The Court on Thursday, 23 March 2023 commanded its Marshall to notify the authorities to appear and file their returns on Wednesday, 29 March 2023 at 9:00 a.m.
“You are hereby commanded to notify the parties in the above-entitled cause of action or their legal representative (s) that the Honorable Supreme Court of the Republic of Liberia will hear argument in said cause on the 4th of April A.D. 2023 at the hour of 10:00 a.m., and that they are cited to be present for same,” the court said.
The Court ordered the appearance of the parties nearly a week after the CPP had filed its petition to compel the NEC to demarcate constituencies before conducting the ongoing Voter Registration exercise.
Made up of the Alternative National Congress (ANC) of Mr. Alexander B. Cummings and a faction of Liberty Party (LP), the opposition CPP accused the electoral house of attempting to conduct Voter Registration in the absence of demarcated electoral districts.
In the petition, it contended that following the conduct of the 2022 national census, demarcated electoral districts should reflect changes in the country’s population.

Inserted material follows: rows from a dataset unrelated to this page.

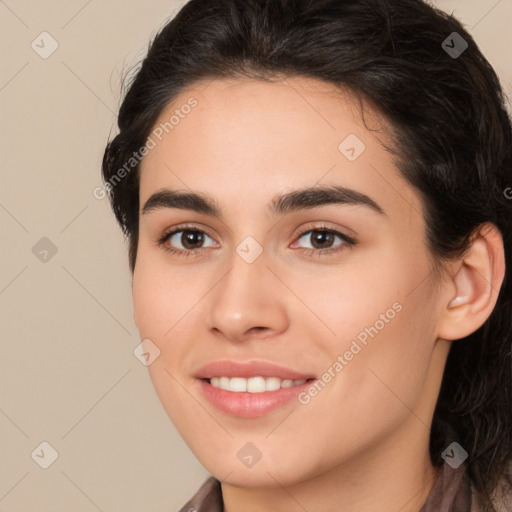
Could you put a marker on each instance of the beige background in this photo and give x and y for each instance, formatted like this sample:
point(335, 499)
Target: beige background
point(68, 375)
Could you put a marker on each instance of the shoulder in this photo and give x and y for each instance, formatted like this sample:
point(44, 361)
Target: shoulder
point(208, 498)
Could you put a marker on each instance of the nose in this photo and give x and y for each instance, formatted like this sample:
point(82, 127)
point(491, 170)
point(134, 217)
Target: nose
point(248, 301)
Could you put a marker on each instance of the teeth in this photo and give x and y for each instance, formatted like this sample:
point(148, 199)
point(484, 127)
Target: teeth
point(253, 384)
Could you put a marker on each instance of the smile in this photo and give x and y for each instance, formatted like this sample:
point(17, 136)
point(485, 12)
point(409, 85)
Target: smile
point(253, 384)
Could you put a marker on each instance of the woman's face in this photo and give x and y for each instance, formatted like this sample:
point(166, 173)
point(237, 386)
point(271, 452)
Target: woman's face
point(333, 286)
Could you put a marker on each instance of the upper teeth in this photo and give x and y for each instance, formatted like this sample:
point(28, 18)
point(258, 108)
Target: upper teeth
point(254, 384)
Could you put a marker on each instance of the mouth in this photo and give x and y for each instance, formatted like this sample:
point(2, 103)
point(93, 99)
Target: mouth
point(258, 384)
point(251, 389)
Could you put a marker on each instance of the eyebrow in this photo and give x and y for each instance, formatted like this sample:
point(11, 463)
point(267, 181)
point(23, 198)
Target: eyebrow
point(301, 199)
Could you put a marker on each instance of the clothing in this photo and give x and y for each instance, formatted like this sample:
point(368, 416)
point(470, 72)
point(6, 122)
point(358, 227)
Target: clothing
point(452, 491)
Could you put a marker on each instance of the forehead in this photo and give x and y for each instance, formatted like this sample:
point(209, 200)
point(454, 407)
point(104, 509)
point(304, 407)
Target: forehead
point(240, 136)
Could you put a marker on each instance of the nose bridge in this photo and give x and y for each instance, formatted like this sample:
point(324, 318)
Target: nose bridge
point(243, 298)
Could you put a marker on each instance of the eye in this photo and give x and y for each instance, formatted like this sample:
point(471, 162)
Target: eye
point(322, 239)
point(190, 238)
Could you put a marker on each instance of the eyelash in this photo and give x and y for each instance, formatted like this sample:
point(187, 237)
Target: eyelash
point(348, 241)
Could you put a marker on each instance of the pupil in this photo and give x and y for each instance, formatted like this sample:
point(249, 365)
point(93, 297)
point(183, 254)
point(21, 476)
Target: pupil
point(188, 238)
point(321, 236)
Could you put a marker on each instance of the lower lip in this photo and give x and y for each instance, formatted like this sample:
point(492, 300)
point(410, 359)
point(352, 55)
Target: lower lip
point(250, 405)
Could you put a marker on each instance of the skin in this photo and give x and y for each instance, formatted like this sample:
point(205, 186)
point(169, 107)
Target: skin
point(362, 443)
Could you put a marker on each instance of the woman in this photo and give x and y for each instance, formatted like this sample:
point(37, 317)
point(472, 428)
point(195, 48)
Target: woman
point(315, 199)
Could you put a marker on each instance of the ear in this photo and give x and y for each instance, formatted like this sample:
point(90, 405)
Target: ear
point(472, 285)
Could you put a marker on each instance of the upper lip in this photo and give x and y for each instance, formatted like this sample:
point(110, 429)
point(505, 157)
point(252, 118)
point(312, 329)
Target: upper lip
point(249, 369)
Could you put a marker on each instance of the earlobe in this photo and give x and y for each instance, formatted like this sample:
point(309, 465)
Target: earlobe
point(474, 287)
point(458, 301)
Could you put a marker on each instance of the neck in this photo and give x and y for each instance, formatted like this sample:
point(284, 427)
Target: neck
point(397, 476)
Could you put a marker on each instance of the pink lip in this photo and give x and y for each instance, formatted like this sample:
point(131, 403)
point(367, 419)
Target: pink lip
point(250, 369)
point(250, 405)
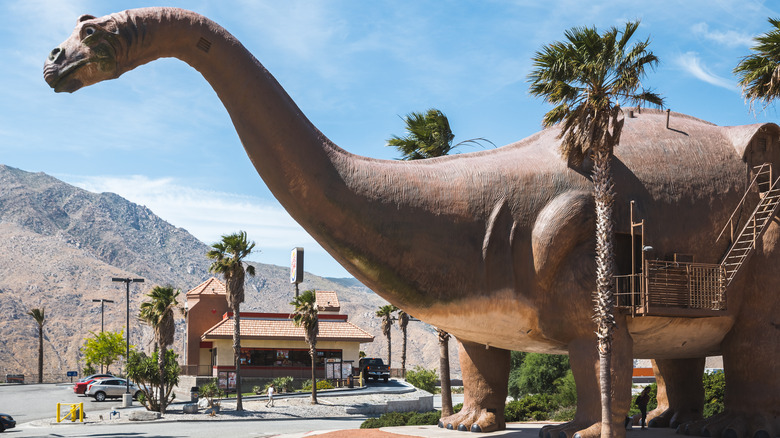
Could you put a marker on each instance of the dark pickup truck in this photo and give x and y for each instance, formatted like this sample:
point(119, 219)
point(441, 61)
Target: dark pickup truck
point(374, 368)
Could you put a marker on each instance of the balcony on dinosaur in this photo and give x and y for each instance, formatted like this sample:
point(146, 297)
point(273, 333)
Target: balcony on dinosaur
point(686, 289)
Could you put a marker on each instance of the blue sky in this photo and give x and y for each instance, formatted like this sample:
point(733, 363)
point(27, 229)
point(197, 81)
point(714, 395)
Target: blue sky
point(160, 137)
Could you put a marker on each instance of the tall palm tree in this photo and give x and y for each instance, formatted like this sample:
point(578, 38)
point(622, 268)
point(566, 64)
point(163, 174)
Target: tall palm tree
point(444, 373)
point(228, 256)
point(158, 313)
point(759, 73)
point(587, 77)
point(386, 313)
point(403, 323)
point(305, 315)
point(428, 135)
point(39, 316)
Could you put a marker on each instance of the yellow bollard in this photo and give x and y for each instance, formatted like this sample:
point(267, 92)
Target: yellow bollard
point(76, 412)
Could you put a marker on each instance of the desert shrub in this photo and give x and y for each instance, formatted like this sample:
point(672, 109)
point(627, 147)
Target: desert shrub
point(652, 404)
point(281, 384)
point(532, 407)
point(424, 418)
point(321, 384)
point(391, 419)
point(714, 391)
point(211, 391)
point(536, 373)
point(422, 378)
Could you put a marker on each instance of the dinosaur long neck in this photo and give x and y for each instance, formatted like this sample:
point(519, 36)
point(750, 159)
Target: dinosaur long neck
point(295, 160)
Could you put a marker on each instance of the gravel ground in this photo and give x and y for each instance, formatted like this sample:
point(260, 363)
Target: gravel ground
point(293, 407)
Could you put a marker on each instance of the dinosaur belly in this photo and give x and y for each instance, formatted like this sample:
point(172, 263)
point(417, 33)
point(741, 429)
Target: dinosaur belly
point(677, 338)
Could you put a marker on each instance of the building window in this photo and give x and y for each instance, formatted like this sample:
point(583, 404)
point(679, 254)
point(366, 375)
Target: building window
point(270, 357)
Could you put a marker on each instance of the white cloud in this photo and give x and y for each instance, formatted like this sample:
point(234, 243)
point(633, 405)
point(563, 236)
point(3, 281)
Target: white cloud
point(692, 64)
point(205, 214)
point(729, 38)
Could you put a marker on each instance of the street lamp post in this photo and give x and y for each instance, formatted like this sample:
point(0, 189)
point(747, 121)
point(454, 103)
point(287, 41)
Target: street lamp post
point(127, 399)
point(102, 301)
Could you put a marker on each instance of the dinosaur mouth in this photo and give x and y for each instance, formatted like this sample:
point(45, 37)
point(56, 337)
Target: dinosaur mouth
point(61, 80)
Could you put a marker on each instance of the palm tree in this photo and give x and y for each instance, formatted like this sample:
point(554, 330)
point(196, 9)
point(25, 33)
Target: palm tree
point(444, 373)
point(429, 135)
point(228, 256)
point(39, 316)
point(158, 313)
point(587, 78)
point(403, 322)
point(759, 73)
point(386, 313)
point(305, 315)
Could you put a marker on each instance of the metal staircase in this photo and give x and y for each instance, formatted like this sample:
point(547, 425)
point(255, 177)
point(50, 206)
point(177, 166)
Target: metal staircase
point(745, 242)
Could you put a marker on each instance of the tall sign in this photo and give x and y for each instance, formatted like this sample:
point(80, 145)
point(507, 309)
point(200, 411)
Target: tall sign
point(296, 268)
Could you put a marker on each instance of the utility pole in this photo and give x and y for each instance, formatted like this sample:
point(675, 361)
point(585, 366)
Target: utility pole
point(102, 301)
point(127, 399)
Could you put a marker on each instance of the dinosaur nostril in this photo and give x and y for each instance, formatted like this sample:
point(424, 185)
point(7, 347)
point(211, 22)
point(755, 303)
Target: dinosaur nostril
point(54, 53)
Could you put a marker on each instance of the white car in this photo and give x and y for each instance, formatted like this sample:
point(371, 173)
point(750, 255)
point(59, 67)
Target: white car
point(111, 388)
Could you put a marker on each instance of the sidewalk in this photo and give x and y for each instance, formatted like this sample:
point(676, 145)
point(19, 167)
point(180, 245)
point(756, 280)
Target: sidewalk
point(513, 430)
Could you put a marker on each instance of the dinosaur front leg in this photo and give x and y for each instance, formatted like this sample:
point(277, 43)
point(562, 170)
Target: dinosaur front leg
point(751, 362)
point(485, 373)
point(680, 392)
point(584, 361)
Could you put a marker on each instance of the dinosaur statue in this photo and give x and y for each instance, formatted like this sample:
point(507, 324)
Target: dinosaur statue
point(497, 246)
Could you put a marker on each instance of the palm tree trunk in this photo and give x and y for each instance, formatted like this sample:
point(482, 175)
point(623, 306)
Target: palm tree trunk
point(237, 354)
point(389, 351)
point(605, 303)
point(444, 374)
point(40, 353)
point(313, 354)
point(161, 365)
point(403, 355)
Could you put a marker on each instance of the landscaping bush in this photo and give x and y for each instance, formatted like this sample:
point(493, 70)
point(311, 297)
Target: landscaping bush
point(422, 378)
point(714, 391)
point(533, 407)
point(321, 384)
point(424, 418)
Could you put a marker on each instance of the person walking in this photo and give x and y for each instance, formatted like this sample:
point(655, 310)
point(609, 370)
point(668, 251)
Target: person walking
point(641, 402)
point(270, 396)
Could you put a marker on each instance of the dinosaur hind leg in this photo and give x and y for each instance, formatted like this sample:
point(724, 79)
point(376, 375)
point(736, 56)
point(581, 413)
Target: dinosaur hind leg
point(680, 392)
point(485, 377)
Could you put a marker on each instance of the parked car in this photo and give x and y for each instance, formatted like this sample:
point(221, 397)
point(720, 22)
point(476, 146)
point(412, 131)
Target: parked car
point(374, 368)
point(111, 388)
point(6, 422)
point(80, 387)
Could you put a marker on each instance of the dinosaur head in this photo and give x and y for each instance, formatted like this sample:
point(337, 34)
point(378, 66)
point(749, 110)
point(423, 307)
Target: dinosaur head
point(88, 56)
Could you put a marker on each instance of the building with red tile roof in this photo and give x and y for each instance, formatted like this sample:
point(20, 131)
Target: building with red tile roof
point(271, 344)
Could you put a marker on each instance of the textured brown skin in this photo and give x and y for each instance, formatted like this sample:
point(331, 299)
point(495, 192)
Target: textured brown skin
point(496, 247)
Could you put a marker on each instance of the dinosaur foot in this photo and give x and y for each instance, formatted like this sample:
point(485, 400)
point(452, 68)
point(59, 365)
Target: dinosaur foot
point(734, 425)
point(474, 420)
point(671, 417)
point(572, 429)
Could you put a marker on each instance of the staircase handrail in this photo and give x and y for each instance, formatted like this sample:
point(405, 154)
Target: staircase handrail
point(744, 197)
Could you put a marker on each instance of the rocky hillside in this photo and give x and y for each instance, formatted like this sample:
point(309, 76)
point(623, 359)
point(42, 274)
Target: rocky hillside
point(62, 245)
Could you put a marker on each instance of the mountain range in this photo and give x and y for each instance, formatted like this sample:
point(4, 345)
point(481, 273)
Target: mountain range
point(62, 245)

The CPP said its petition before the Supreme Court is not intended to delay the 2023 presidential and legislative elections.
“The CPP is not seeking the intervention of the court to delay the elections,” it said.
“We know that Liberians cannot wait to end their sufferings by decisively voting out and bringing to a democratic end the multiple failures in [the] leadership of the George Weah-led administration,” it continued.
The CPP said like many Liberians, it is concerned about the constitutionality of the action of the NEC to conduct voter registration after the conduct of a census without constitutionally demarcating constituencies into which a voter is to be registered.
The lawsuit aims to prevent the electoral body from conducting voter registration in constituencies that have not been appropriately reapportioned to reflect population growth.
Liberia’s population, according to the provisional census results stands at 5.2 million, an increase of 50.4 percent when compared to when it was 3.5 million.
This represents a population gain of over 1.7 million people in the space of 14 years, with urban growth up by 52 percent and rural growth down by 48 percent.
However, the CPP alleges that if the NEC is allowed to proceed with the first phase of its nationwide voter registration exercise, without considering the census result, it would be a violation of Article 80 of the Constitution of Liberia.
“The CPP has filed a petition before the full bench of the Supreme Court concerning the constitutionality of the action of the National Elections Commission to conduct voters registration without constitutionally demarcating constituencies into which a voter is to be registered,” the CPP said.